Before we reached the plains however, my scooter was surrounded by a big bunch of cows, one of which took a particular dislike to the put-put sound of my vehicle. After some rumination, she decided she had had enough, put her head down and came straight for us – my good old Vespa’s acceleration, soon zoomed us out of trouble. We stayed for a couple of enjoyable days in Ooty then pushed off for Mysore, with an overnight halt at the Bandipur Game Sanctuary. During our travels in the South, we ran out of dough at a place called Utthampaliyam, where we stopped for a bite to eat. Between the four of us we could muster only11 annas (16 annas made a rupee in those days) just enough to buy a couple of nariel pannis.

We were sure of not finding a branch of SBI in that little place to cash our travelers cheques.. Talking among ourselves a local heard us mention SBI, and immediately chipped in “saar you want SBI, I take”. The agent in that little hole in the wall, wanted to see our passports if you please, to cash our measly 400 bucks or whatever we wanted. We were not carrying passports. We did not even possess any. I blew up saying we were all Indian citizens, so why the hell did he need our passports. When I started spouting names of the manager and his deputy in the Bombay main office, with whom we had business connections, our friend immediately changed his tune, let us have what we wanted, and saw us off at the door.

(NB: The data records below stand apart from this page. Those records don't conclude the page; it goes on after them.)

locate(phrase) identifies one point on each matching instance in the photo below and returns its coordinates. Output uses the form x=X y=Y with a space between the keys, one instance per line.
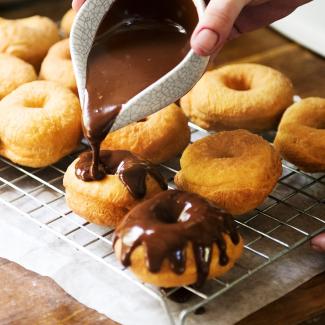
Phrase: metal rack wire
x=290 y=216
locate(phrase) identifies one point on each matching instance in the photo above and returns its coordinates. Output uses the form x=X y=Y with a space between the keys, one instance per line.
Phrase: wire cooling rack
x=291 y=215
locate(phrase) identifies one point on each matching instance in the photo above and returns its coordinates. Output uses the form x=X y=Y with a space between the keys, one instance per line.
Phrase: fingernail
x=207 y=40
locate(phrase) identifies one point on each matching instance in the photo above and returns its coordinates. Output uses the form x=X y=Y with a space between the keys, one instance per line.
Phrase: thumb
x=214 y=28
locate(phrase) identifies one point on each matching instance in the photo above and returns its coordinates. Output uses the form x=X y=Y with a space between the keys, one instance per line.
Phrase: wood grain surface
x=27 y=298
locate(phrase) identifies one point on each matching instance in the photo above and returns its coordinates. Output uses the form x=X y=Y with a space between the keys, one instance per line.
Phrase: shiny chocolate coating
x=137 y=43
x=167 y=223
x=131 y=170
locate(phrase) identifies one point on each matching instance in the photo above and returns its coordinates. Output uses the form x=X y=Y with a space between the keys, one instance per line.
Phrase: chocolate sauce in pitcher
x=137 y=43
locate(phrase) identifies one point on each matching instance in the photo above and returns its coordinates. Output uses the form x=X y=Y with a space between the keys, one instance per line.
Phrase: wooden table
x=27 y=298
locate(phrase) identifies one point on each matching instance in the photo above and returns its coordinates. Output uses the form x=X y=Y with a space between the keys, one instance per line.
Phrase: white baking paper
x=96 y=286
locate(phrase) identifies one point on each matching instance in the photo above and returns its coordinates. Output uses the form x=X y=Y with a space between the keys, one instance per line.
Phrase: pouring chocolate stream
x=137 y=43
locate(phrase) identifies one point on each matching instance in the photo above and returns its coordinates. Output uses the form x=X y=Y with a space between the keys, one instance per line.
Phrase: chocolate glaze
x=137 y=43
x=131 y=170
x=165 y=225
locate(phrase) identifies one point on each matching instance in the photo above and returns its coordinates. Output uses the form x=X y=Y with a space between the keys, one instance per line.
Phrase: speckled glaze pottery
x=160 y=94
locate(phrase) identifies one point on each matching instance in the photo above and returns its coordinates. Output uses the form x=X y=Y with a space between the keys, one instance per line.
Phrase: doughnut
x=128 y=181
x=235 y=170
x=157 y=138
x=40 y=122
x=67 y=21
x=57 y=66
x=177 y=238
x=239 y=96
x=28 y=38
x=13 y=73
x=301 y=135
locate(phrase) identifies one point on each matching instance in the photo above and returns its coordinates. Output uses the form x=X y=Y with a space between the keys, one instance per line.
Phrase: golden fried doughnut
x=57 y=66
x=105 y=202
x=236 y=170
x=28 y=38
x=301 y=135
x=177 y=238
x=13 y=73
x=158 y=138
x=67 y=21
x=247 y=96
x=40 y=122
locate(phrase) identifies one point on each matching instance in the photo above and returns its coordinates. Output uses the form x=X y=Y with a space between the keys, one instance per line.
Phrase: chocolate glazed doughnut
x=127 y=181
x=177 y=238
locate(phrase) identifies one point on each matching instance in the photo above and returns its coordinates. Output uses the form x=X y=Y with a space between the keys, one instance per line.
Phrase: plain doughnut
x=57 y=66
x=236 y=170
x=239 y=96
x=28 y=38
x=13 y=73
x=301 y=135
x=40 y=122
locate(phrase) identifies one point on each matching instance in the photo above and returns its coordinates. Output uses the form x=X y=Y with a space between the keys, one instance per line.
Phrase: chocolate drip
x=131 y=170
x=167 y=223
x=137 y=43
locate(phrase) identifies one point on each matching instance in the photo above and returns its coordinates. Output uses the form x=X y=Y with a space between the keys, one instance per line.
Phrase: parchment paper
x=94 y=285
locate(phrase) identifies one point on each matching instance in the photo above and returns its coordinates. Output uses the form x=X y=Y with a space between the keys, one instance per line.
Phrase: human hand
x=227 y=19
x=318 y=243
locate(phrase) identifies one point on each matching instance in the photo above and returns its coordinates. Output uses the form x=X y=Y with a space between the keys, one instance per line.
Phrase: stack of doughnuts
x=167 y=237
x=28 y=38
x=301 y=135
x=57 y=66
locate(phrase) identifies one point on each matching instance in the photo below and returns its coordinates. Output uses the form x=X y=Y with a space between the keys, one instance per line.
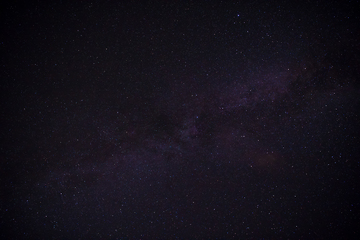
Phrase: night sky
x=180 y=120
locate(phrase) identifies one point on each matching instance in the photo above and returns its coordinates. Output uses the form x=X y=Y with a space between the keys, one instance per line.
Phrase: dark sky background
x=180 y=120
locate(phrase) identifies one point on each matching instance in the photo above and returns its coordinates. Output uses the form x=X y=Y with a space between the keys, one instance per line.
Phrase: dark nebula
x=180 y=120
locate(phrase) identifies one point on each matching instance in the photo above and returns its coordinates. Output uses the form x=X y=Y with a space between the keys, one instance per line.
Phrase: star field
x=180 y=120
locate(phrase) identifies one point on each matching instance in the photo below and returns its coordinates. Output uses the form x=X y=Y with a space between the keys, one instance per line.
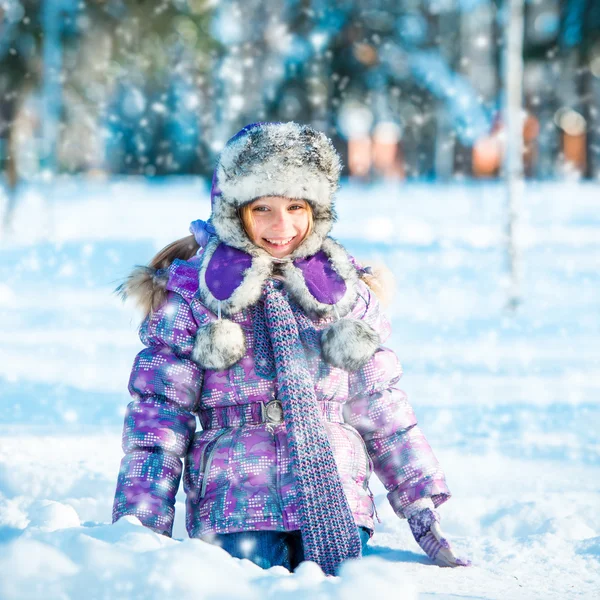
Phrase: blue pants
x=269 y=548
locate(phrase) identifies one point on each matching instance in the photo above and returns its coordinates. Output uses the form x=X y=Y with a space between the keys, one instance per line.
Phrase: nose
x=280 y=220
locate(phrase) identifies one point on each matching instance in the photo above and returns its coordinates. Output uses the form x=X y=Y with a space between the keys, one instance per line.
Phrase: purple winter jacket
x=238 y=478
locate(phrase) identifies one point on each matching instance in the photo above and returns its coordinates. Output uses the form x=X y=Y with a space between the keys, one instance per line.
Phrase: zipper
x=278 y=476
x=369 y=466
x=206 y=469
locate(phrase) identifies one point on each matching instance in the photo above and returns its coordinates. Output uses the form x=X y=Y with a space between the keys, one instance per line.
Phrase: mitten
x=425 y=527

So, the days passed! From Mysore, we went to Bangalore, then off to Hyderabad for the final stop our trip. The 2 group pictures from the Parsi Dharamsala where we were staying, show the tan we had all put on in the hot, hot plains of South India. From Hyderabad, we halted overnight at Sholapur for our final, and longest lap to Bombay where we were warmly received by family and friends, glad to see us return in one piece.

Traveling by road in South India in 1966 we had no complaints. Even in the cheapest of hotels where we usually put up – cleanliness was the order of the day, with clean white bed-sheets, and spotless bathrooms. The people were friendly, most spoke English and were eager to please. The roads were good, truckers were well mannered, amiable, and with a little toot from our squeaky horns, allowed us to pass with a friendly wave of the hand. Not too sure, but we clocked around 2,700 kms from Coimbatore to Bombay, and, I promise you, did not spend more than Rs. 1,000/- each on the entire trip. Those were the days my friends!

I sold the scooter which had taken us so flawlessly around South India in 1970, bought another Vespa which gave me the same reliable service till 1990. And, finally, at the age of 60, I decided to call it a day on my super, enjoyable, lovely days on two wheels.

As Satchmo said at the finish of the movie True Love, “END OF STORY”!!!